Pero este al que creen su salvador nos acaba de ofrecer ser los reyes y señores de todos ustedes a cambio de que traicionemos al resto de la humanidad. No quiere salvarlos, sólo busca entregarlos, dijo y se volvió hacia nosotros, que éramos testigos de cómo Mandingo se reducía de tamaño ante nuestros propios ojos.
¿No se arrepienten?, nos preguntó el Malo ya pequeño e incapaz de hacernos creer que tuviera algún poder, y negamos con la cabeza viendo como los miles de perros se iban de la cueva decepcionados de haber creído en aquel que sólo quería nuestras almas.

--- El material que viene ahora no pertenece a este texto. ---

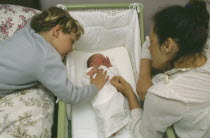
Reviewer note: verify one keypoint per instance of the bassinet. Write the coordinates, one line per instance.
(110, 9)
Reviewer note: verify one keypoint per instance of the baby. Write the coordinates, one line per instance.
(110, 106)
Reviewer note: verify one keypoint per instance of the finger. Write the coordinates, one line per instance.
(107, 78)
(113, 78)
(108, 59)
(91, 78)
(104, 74)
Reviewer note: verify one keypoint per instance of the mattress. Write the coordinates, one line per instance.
(82, 115)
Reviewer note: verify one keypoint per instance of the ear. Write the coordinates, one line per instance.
(91, 64)
(57, 30)
(168, 46)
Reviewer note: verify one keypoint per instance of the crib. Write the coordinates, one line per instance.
(111, 10)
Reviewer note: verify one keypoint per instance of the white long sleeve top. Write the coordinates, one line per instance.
(179, 97)
(110, 107)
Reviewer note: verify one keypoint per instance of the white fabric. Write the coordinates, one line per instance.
(83, 117)
(104, 32)
(179, 97)
(27, 113)
(145, 53)
(110, 107)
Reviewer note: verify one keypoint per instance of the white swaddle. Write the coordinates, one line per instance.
(110, 106)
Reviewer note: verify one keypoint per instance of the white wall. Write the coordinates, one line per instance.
(151, 6)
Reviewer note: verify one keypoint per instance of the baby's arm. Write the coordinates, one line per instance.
(113, 71)
(107, 62)
(86, 76)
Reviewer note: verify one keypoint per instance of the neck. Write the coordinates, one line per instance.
(193, 61)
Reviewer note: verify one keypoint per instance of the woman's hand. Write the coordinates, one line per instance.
(125, 88)
(122, 85)
(92, 71)
(100, 79)
(107, 62)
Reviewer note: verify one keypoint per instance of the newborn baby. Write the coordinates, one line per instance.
(110, 106)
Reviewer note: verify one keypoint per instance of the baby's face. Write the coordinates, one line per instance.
(99, 60)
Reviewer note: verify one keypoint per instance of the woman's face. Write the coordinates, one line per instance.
(160, 53)
(63, 42)
(66, 43)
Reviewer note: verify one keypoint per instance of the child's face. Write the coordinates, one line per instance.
(98, 60)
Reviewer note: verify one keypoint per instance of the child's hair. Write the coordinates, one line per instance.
(188, 26)
(90, 59)
(53, 16)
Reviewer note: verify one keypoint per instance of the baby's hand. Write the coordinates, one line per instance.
(107, 62)
(92, 72)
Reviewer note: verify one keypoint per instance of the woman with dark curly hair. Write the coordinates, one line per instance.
(181, 95)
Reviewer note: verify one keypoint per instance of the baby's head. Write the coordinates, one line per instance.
(96, 60)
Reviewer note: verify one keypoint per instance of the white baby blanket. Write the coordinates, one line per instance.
(104, 31)
(83, 117)
(110, 107)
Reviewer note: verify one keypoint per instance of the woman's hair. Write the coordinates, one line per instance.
(53, 16)
(188, 26)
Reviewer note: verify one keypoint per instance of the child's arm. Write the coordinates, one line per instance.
(86, 76)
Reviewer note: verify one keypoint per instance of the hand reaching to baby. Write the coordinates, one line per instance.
(107, 62)
(92, 71)
(100, 79)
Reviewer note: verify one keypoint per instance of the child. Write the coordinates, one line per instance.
(110, 106)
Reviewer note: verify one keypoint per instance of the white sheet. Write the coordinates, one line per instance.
(103, 32)
(110, 106)
(83, 116)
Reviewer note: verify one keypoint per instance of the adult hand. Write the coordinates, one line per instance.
(122, 85)
(145, 53)
(92, 71)
(100, 79)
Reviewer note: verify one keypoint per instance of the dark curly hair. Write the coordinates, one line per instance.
(188, 26)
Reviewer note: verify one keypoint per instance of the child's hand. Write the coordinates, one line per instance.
(122, 85)
(92, 72)
(100, 79)
(107, 62)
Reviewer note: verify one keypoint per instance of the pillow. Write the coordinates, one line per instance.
(13, 18)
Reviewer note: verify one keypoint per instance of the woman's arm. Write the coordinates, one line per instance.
(125, 88)
(145, 69)
(145, 78)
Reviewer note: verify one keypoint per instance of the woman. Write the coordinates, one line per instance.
(34, 54)
(181, 95)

Cuando ya la cueva estuvo vacía, del Mandingo no quedaba más que el rastro de patas de gallo en el suelo.
Así salimos de esa cueva en la Peñalta, cuya puerta se cerró a nuestras espaldas como si nunca hubiera existido. Caminamos por la ruta hasta el puente llenos de preguntas que aún no comenzábamos a hacernos. Cruzamos el puente anónimos entre los cientos de tilcareños que salían de sus casas.
La vida parecía volver a la normalidad, los perros volvían a ser perros y las personas, personas. Tomamos una cerveza fresca y merecida a la puerta de un almacén, anduvimos hasta la plaza y subimos a un remis rumbo al barrio San Francisco porque estábamos demasiado cansados para subir caminando.